Voilà quelles étaient mes intentions au départ. Et puis, quand j’ai écrit Désordres, des gens m’ont dit que ça ressemblait au bouquin de Dantec, « Les racines du mal », que j’ai lu, du coup, par curiosité. J’ai trouvé ça mal écrit, incroyablement prétentieux, ennuyeux à mourir et le personnage principal correspond en tous points aux bellâtres d’opérette que je ne supporte pas. Alors, pour bien enfoncer le clou, dans Trajectoires terminales, j’ai insisté sur le côté hypocrite et salaud de Lançon, j’ai eu envie d’en rajouter. Je me suis amusé à faire en sorte qu’on soit partagé entre la pitié et le dégoût. Je voulais montrer les faiblesses de Lançon, qu’on le trouve sympathique globalement, mais que par moments on n’arrive pas à le comprendre et qu’on le désapprouve.
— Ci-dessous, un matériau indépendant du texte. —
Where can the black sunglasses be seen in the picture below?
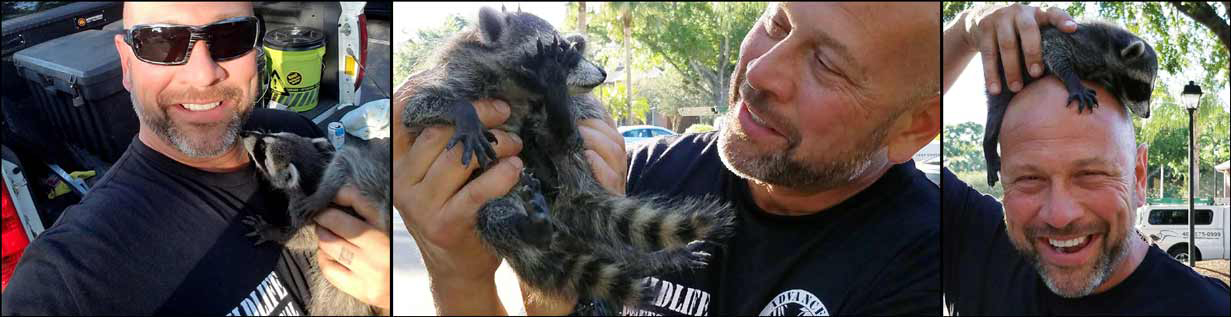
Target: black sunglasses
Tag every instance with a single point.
(171, 44)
Qu’il ressemble à tout sauf à un redresseur de torts. C’est comme ça dans la vie, il y a beaucoup plus de gris que de blanc ou de noir. Je veux bien reconnaître que dans mes romans le gris est assez foncé, ça c’est vrai. Mais il y a des gens qui apprécient, alors…. Pourquoi avoir consacré trois romans à Lançon ? En fait il y en a eu cinq, avec les deux qu’on n’a jamais publié. Je vais avoir du mal à écrire pour un autre personnage principal, à présent. Mais il faut savoir tourner la page.
 
 

Mes projets pour l'avenir ? j'ai commencé à écrire un roman mais comme toujours je ne sais jamais si je m'y tiendrai ou pas. J'espère en venir à bout... Il y a d'autres projets mais ils sont top secret pour le moment.